I intend to understand the working of function pointers in C.I wrote this program for a function which has a function pointer disp_function that is expected to printed the contents of an array of any type,using the pointer ptr to an intended destination,but it won't work:

void show_array(void* ptr, void (*disp_function)(void*), int nr_elem) {
    int i=0;
    while(i<nr_elem) {
        (*disp_function) (ptr);
        ptr++;
        i++;
    }
}

Here is an instance of the use of the program:

void show_movements(Movement* movs, int nr) {
    void (*display_function) (void* ptr) = show_movement;
    show_array(movs, display_function, nr);
}

void show_movement(void* ptr) {
    Movement* ptr2 = NULL;
    ptr2 = (Movement*) ptr;
    printf("%d -> '%s'\n", ptr2->id, ptr2->title);
}

The program crashes in the last function.Here are the specifics of it:

• the array has several elements (> 2)
• the first one is printed correctly
• the program crashes when attempting to print the second element (verified by debugging)

I suppose it's the ptr++ which is causing the crash as I am incrementing a void*.Also I tried using array syntax (*display_function) (ptr[i]); but I always get an error invalid use of void expression

Can anyone give me an idea what's the exact cause of the problem?

Answer 1

When incrementing a void* pointer, C must guess what your data size is. It's always going to assume that the data is of the same size as char, which is also called the Minimum Allocatable Unit (MAU).
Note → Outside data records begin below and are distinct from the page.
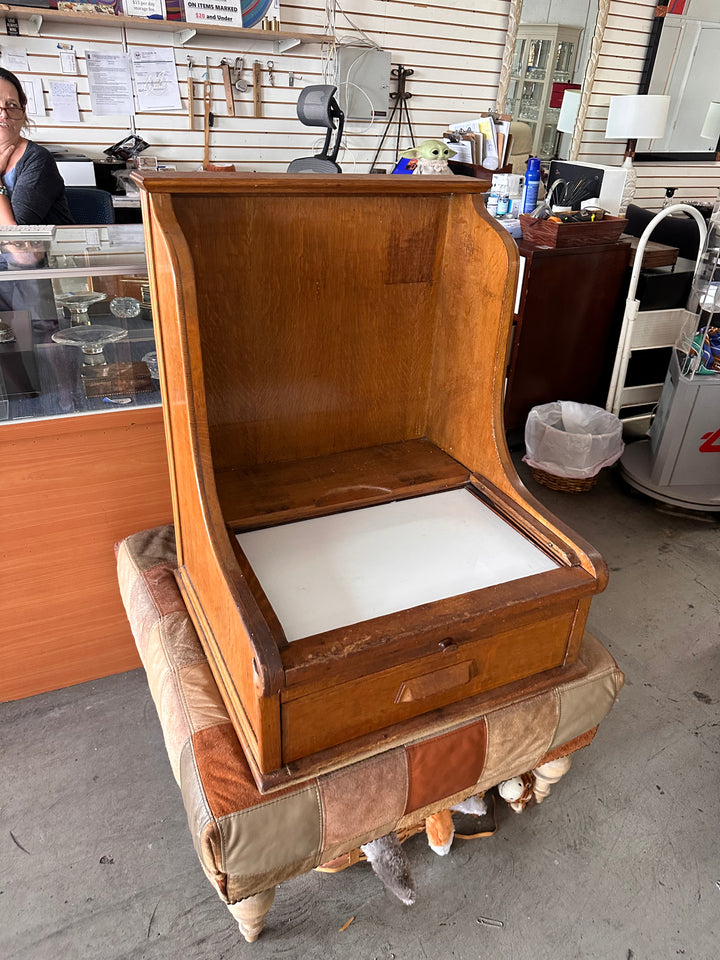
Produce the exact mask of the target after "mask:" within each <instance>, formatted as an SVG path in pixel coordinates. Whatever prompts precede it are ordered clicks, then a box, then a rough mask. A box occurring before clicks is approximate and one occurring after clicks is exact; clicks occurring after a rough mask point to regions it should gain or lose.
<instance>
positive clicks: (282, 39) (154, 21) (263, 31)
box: [0, 3, 330, 54]
mask: <svg viewBox="0 0 720 960" xmlns="http://www.w3.org/2000/svg"><path fill="white" fill-rule="evenodd" d="M8 17H15V18H16V19H18V20H25V21H27V35H28V36H35V37H36V36H39V35H40V31H41V29H42V24H43V21H44V20H60V21H68V22H70V21H72V22H73V23H93V24H95V25H96V26H100V27H103V26H106V27H110V26H117V27H125V28H128V29H129V28H132V29H139V30H169V31H170V32H171V33H172V34H173V43H174V45H175V46H184V45H185V44H186V43H188V42H189V41H190V40H192V38H193V37H194V36H196V35H198V34H200V35H205V36H208V35H210V36H212V35H214V36H228V37H235V38H236V39H238V40H249V41H252V42H253V43H257V42H259V43H261V44H262V46H263V48H267V49H269V50H272V52H273V53H275V54H281V53H285V52H286V51H288V50H291V49H292V48H293V47H297V46H299V45H300V44H301V43H324V42H327V41H328V40H329V39H330V37H329V35H328V34H323V33H304V32H303V33H299V32H295V31H293V32H292V33H289V32H286V31H284V30H260V29H259V28H250V27H231V26H222V25H217V24H200V23H187V22H186V21H184V20H154V19H148V18H146V17H128V16H126V15H125V14H118V15H117V16H111V15H107V16H103V15H101V14H96V13H71V12H69V11H65V10H53V9H50V8H44V7H43V8H40V7H13V6H11V5H9V4H5V3H0V18H2V19H7V18H8Z"/></svg>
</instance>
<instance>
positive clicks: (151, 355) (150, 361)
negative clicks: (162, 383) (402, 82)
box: [143, 350, 160, 380]
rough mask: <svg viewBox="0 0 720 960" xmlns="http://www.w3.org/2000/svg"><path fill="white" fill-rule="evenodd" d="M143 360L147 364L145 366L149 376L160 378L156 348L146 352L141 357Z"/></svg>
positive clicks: (159, 369) (157, 358)
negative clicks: (143, 356)
mask: <svg viewBox="0 0 720 960" xmlns="http://www.w3.org/2000/svg"><path fill="white" fill-rule="evenodd" d="M143 362H144V363H146V364H147V368H148V370H149V371H150V376H151V377H152V378H153V380H159V379H160V367H159V365H158V358H157V350H151V351H150V353H146V354H145V356H144V357H143Z"/></svg>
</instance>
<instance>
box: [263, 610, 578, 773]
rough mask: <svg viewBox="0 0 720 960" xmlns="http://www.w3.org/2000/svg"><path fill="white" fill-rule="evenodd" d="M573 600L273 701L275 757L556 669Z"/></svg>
mask: <svg viewBox="0 0 720 960" xmlns="http://www.w3.org/2000/svg"><path fill="white" fill-rule="evenodd" d="M574 620H575V604H571V605H567V606H566V607H565V608H564V609H563V610H561V611H559V612H556V614H555V615H553V616H550V617H548V618H546V619H543V620H541V621H539V622H538V621H537V620H536V621H535V622H532V623H526V624H524V625H521V626H518V627H515V628H514V629H509V630H506V631H504V632H501V633H497V634H494V635H493V636H490V637H482V638H481V639H478V640H469V641H467V642H465V643H459V644H457V643H454V642H452V640H448V641H441V643H440V644H439V648H440V649H439V651H438V653H436V654H433V655H432V656H425V657H421V658H420V659H418V660H413V661H411V662H406V663H403V664H400V665H398V666H394V667H391V668H390V669H387V670H382V671H379V672H377V673H371V674H368V675H366V676H363V677H360V678H357V679H354V680H350V681H346V682H344V683H339V684H336V685H333V686H331V685H329V684H328V685H327V686H326V687H324V688H321V689H315V690H312V691H310V692H308V693H307V694H305V695H303V696H300V697H297V698H296V699H289V698H288V696H287V694H285V695H283V697H282V698H281V699H282V703H281V723H282V754H283V762H284V763H290V762H291V761H293V760H298V759H300V758H301V757H305V756H308V755H309V754H312V753H315V752H316V751H318V750H324V749H327V748H328V747H333V746H336V745H337V744H340V743H343V742H345V741H347V740H351V739H352V738H353V737H358V736H361V735H362V734H366V733H368V732H370V731H375V730H381V729H383V728H384V727H388V726H390V725H391V724H394V723H398V722H400V721H402V720H408V719H410V718H411V717H416V716H418V715H420V714H422V713H427V712H428V711H430V710H435V709H437V708H438V707H443V706H446V705H447V704H450V703H455V702H456V701H458V700H463V699H465V698H466V697H472V696H475V695H476V694H478V693H483V692H485V691H487V690H494V689H496V688H498V687H502V686H504V685H505V684H507V683H512V682H513V681H515V680H520V679H522V678H524V677H527V676H530V675H532V674H536V673H541V672H542V671H544V670H550V669H552V668H553V667H559V666H562V665H563V663H564V661H565V654H566V650H567V647H568V643H569V640H570V634H571V631H572V627H573V623H574Z"/></svg>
What you should do is also pass in the size of your data and do the following:

void show_array(void* ptr, void (*disp_function)(void*), int nr_elem, size_t data_size) {
    int i=0;
    while(i<nr_elem) {
        (*disp_function) (ptr);
        ptr += data_size;
        i++;
    }
}

And the size of your data should be passed in as follows:

void show_movements(Movement* movs, int nr) {
    void (*display_function) (void* ptr) = show_movement;
    show_array(movs, display_function, nr, sizeof(Movement) );
}

Answer 2

use typedef to declare a function pointer type

typedef void (*disp_function)(void*);

now it is a type, it can be part of the function parameters. also void * cannot be incremented

void show_array(void* ptr, disp_function f, int nr_elem) {
    int i=0;
    while(i<nr_elem) {
        f(ptr);
        //ptr++; // void * cannot be incremented without casting to a concrete type
        i++;
    }
}

void show_movement(void* ptr) {
    Movement* ptr2 = NULL;
    ptr2 = (Movement*) ptr;
    printf("%d -> '%s'\n", ptr2->id, ptr2->title);
}

simply pass show_movement into show_array

void show_movements(Movement* movs, int nr) {
    show_array(movs, show_movement, nr);
}

Answer 3

Void pointers can be tricky when you are doing pointer arithmetic and array syntax on them. A good answer to your question is in the answers here: Pointer arithmetic for void pointer in C

Since void pointers are considered to be equivalent to byte pointers for purposes of pointer arithmetic, you are incremented by 1 rather than by the size of your type.